I'd like to add that I've known a few practising Buddhists and they've been lovely, caring people. I had to study Buddhism, along with the other major world religions, at High School in a subject called, "History of Ideas." I've even read some texts by authors who have tried to integrate both Buddhism and Christianity into their own personal lives. However, I know that any understanding I have is fairly shallow. Coming from a Christian background, I don't know a great deal about Buddhism, but here are a few observations.

Julia Cameron herself, in "The Artist's Way" says, "Creativity requires action and part of that action must be physical. It is one of the pitfalls of westerners adopting eastern meditation techniques to bliss out and render ourselves high but dysfunctional. We lose our grounding and with it, our capacity to act in the world." Interesting thought!

My pastor and a team of others, including one of my sisters-in-law, have just returned from a missions trip to Sri Lanka. They showed us all some beautiful slides and told us interesting stories. The pastor mentioned the prevalence of Buddhism among the people of Sri Lanka and told us that it's amazing to visit the country with an Australian perspective.
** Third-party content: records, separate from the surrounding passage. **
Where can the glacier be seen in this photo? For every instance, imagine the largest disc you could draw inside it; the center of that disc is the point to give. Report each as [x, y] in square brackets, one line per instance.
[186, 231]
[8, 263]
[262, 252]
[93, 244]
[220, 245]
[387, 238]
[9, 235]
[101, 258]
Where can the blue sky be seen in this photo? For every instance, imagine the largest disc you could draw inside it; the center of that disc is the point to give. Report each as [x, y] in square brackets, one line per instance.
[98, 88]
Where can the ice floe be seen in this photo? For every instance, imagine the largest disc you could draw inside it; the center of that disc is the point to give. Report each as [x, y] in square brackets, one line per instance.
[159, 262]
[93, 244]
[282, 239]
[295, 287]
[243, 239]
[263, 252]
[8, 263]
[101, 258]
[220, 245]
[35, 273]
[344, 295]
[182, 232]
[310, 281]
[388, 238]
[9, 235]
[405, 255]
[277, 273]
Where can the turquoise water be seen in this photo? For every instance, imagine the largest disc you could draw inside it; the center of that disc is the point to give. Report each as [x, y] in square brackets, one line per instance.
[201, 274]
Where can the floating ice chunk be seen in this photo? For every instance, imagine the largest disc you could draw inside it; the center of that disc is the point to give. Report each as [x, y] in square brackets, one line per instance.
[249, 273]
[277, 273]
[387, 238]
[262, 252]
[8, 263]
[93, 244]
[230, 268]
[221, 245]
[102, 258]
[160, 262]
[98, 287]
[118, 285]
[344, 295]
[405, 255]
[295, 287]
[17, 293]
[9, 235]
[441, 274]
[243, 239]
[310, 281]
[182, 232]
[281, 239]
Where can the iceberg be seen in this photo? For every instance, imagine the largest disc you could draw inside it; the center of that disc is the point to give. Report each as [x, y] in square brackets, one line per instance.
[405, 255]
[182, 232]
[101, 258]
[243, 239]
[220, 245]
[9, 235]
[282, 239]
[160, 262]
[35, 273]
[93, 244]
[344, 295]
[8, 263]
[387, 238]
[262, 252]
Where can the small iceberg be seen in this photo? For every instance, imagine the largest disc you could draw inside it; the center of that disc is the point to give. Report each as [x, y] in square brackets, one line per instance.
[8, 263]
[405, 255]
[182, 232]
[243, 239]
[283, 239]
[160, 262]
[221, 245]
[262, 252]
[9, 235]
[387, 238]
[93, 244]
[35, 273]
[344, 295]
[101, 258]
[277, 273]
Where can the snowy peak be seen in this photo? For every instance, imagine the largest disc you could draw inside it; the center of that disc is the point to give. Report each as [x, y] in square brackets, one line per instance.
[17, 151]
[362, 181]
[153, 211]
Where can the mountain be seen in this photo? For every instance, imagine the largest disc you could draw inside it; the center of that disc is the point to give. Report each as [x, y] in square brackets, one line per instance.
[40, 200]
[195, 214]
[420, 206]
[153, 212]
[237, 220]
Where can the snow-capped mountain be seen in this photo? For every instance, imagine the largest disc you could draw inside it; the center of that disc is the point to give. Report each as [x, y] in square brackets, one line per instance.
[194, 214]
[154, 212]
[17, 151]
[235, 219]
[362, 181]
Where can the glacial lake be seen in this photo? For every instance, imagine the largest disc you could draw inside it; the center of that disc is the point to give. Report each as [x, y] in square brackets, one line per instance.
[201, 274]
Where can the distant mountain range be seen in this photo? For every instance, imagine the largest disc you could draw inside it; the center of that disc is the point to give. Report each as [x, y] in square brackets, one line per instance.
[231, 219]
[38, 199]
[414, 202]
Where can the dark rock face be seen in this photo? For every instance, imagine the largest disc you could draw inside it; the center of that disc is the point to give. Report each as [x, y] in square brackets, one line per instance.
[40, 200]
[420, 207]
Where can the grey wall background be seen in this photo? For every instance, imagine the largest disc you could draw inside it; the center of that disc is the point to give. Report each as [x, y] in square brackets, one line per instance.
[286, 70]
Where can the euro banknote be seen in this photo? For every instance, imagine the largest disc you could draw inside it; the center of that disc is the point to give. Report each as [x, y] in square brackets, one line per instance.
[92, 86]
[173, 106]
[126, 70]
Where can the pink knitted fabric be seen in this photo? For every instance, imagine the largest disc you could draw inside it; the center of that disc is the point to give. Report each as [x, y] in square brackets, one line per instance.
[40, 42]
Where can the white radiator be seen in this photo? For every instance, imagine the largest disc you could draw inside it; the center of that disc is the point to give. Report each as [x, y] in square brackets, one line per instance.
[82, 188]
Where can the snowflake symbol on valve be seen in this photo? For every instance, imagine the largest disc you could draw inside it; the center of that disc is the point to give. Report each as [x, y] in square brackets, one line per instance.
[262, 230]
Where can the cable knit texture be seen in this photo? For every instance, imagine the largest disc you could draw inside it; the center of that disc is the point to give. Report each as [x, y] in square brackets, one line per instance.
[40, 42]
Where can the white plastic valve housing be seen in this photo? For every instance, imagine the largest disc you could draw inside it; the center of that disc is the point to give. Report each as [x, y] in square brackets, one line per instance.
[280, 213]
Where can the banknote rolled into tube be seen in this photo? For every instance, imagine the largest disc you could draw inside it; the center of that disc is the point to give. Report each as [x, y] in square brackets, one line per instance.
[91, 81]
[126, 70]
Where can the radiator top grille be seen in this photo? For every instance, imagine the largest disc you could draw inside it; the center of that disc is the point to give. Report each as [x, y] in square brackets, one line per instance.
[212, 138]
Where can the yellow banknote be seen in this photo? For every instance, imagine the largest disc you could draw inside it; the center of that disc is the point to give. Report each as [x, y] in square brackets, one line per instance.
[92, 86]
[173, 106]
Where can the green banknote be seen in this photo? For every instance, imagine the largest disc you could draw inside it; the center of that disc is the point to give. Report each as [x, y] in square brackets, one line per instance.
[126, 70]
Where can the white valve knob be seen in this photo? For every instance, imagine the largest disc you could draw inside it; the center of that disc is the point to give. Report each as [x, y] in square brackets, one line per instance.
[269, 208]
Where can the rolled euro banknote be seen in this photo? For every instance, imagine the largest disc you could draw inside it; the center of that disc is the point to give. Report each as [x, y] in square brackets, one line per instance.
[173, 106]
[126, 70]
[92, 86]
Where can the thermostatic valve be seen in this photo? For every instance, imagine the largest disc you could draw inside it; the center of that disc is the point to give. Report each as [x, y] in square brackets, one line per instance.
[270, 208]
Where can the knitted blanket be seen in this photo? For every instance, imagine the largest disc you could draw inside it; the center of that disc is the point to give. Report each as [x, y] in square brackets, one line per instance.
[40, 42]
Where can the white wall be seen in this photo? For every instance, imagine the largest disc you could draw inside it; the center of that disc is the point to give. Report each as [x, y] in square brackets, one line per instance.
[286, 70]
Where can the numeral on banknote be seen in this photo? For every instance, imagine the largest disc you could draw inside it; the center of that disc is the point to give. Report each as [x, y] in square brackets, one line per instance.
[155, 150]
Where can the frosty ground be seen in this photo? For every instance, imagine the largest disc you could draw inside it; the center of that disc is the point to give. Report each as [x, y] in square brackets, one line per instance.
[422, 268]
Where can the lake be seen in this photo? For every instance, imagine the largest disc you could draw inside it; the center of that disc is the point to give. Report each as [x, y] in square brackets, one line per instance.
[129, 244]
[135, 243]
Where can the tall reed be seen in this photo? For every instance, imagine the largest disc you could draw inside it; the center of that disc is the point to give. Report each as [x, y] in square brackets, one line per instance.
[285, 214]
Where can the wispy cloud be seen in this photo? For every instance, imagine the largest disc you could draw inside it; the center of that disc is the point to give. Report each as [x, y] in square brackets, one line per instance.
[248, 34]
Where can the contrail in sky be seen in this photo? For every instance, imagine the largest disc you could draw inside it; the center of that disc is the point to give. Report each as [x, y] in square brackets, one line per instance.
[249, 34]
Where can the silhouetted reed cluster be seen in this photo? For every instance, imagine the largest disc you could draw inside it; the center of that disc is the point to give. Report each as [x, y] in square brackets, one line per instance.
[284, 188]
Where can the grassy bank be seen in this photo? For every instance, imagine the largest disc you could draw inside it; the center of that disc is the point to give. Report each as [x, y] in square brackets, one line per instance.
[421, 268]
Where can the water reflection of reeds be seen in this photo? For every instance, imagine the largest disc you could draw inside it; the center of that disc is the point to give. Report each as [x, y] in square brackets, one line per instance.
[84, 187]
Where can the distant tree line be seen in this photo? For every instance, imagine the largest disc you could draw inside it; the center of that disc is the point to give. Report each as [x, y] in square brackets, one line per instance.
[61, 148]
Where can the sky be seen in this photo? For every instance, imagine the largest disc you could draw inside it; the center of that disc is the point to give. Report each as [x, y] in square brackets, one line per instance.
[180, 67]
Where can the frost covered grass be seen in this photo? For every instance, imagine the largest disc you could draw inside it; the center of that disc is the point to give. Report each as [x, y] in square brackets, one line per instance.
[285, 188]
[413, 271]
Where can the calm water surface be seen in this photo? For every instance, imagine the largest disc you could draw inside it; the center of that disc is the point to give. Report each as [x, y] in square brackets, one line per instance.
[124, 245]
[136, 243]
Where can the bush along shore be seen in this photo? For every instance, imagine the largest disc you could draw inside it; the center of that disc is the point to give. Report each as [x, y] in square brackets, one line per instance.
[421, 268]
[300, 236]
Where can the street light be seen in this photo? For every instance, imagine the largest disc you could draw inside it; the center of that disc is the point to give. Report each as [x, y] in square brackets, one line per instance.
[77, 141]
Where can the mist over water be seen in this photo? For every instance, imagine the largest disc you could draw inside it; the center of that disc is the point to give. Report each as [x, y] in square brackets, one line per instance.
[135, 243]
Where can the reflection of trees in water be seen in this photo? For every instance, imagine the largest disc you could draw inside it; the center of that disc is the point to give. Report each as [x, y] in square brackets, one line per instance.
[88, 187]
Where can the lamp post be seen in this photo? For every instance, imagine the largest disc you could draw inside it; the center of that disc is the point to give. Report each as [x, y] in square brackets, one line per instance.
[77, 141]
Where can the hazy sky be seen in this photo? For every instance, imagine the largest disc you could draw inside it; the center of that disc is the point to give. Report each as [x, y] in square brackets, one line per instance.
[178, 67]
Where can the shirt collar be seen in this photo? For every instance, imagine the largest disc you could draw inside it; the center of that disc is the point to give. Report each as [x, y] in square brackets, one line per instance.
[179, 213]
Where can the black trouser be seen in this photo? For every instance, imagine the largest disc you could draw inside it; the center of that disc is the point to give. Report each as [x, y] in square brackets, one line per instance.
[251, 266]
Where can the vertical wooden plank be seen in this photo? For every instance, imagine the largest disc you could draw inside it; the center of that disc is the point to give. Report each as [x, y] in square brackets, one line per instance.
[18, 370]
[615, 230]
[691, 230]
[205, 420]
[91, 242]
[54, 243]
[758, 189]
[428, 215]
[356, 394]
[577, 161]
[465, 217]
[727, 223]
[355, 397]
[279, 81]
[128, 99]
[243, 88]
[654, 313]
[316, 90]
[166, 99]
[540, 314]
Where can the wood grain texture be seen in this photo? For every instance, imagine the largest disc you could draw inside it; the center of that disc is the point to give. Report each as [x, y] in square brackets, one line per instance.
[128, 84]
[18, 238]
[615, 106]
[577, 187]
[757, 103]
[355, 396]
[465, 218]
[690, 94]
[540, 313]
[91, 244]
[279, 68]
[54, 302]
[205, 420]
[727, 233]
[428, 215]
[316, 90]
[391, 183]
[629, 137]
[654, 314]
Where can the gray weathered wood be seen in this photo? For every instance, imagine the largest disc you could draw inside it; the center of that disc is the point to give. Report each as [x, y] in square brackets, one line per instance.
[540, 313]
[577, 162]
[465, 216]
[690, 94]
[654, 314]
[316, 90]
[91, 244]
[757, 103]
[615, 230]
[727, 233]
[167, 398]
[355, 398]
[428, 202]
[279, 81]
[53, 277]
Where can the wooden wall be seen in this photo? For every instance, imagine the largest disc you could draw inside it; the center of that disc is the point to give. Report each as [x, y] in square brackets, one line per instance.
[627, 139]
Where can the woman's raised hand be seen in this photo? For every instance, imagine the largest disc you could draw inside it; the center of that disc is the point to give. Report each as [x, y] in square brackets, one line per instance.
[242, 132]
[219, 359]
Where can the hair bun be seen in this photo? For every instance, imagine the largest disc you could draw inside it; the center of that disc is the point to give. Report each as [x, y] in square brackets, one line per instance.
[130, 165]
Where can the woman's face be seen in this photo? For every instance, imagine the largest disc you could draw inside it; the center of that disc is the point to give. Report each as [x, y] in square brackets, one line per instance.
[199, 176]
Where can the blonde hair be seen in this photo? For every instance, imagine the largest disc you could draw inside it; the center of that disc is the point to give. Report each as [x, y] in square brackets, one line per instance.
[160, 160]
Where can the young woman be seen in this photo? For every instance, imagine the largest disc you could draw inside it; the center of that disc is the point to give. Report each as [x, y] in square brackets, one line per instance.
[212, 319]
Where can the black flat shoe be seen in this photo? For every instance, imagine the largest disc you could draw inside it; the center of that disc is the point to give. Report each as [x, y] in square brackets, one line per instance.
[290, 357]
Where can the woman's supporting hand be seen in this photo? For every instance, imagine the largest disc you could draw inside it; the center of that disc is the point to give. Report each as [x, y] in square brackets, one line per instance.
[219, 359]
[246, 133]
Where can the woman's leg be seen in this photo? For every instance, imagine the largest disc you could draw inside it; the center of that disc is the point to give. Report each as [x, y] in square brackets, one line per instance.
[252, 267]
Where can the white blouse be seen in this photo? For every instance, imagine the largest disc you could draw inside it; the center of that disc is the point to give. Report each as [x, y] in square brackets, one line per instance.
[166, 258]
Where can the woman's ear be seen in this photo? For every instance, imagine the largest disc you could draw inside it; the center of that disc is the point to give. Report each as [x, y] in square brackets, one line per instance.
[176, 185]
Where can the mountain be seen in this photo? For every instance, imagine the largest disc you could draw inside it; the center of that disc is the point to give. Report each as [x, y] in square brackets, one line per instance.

Over here, most people we come across who practise Buddhism (and there are relatively few) emphasize the peaceful, introspective aspect, and karma, nirvana, respecting all living creatures, and searching for happiness within. That was what they expected to find from the Buddhists in Sri Lanka but instead, they are far, far more militant, throwing their weight around and persecuting minority groups. Also interesting.

It's fairly late at night and I wasn't really sure where I was going with this when I started it. I guess I'm just glad to be born into a Christian culture with a chance to practise my Christian beliefs without persecution. Because when you think about it, in spite of the reputation we sometimes have of being "pushy" and "intolerant" of others, Christianity is by far the least "pushy" and aggressive of all major world religions. We don't arrest, molest or torture anybody who differs from us, unlike the others, especially in their home countries. And that's just part of what Jesus meant when he spoke of his followers being the light and salt of the world. Praise God for that!

1 comment:

  1. Interesting thoughts. Another book for my growing "to be read" pile. :o)
    It is a good point you make about differences in religious practice. I think the culture and economy of the country helps to mold the attitudes about religion. In our rich countries, it is easier for religious tolerance to exist. Poorer nations and nations without our freedoms are more ready to scapegoat a group.
    And then I think about how easily social order broke down in New Orleans during Hurricane Katrina and I wonder. Fear. Jealousy. Anger. Hate. How different are we from our less privileged brethren?
    I'm rambling! Sorry, it's late here.